Thursday, September 03, 2015



UK: Must not call retards retards

A veteran town councillor who described children at a special school as 'retards' is being called upon to quit by angry parents.

A petition has been launched demanding Independent councillor Bob Farrer, 72, who sits on St Neots Town Council and Huntingdonshire District Council, to step down from his elected posts.

Mr Farrar was previously a UKIP representative after defecting from the Tories but is now an Independent councillor for the Eaton Ford Ward in St Neots, Cambridgeshire.

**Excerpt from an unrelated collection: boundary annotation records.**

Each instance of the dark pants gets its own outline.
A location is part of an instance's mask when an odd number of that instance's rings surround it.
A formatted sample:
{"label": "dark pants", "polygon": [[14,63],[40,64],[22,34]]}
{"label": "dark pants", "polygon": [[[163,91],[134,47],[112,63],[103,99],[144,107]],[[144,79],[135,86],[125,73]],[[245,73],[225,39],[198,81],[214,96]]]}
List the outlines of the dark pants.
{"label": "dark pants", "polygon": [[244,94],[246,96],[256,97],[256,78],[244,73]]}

At a meeting of the Swimming Pool Trust in St Neots last Thursday, Cllr Farrer, who has been a councillor for 22 years, referred to new special needs school, The Trinity School, as 'a new school which is going to be for retards.'

The Trinity School, a maintained special school will occupy the old Huntingdonshire Regional College buildings in St Neots and will cater for children with a variety of social, emotional and behavioural difficulties.

The petition, which has already garnered more than 2,100 signatures, says: 'For an elected official to refer to children with special needs as 'retards' is wholly unacceptable.

SOURCE

6 comments:

Anonymous said...

PC may be hard to keep up with, but using "retards" in that way shows the 72 year-old is well past his sell-by date as an elected official!

stinky said...


"Retard" and "retarded" were formerly the words taught in schools as the PC-preferred alternative to older terms such as "idiot." Today's terms will inevitably meet the same fate.

Bird of Paradise said...

How come retarded people are more intellegent then the political hacks?

Anonymous said...

Reminded of Shakespeare, I am!

"A rose by any other name...."

Yoda

Olaf Koenders said...

I'm with Stinky. We always used the term "retarded" in decades gone by. It's much older than "special". Besides, what makes them "special"?

".. better, greater, or otherwise different from what is usual."

Definitely not the former two.

It's like morons taking offence at "disabled", when they clearly are, but demand to be known as "differently abled". Give it time and these feel-good terms will be obsolete and railed against as well.

Anonymous said...

Like what's the difference between "colored" and "of color"?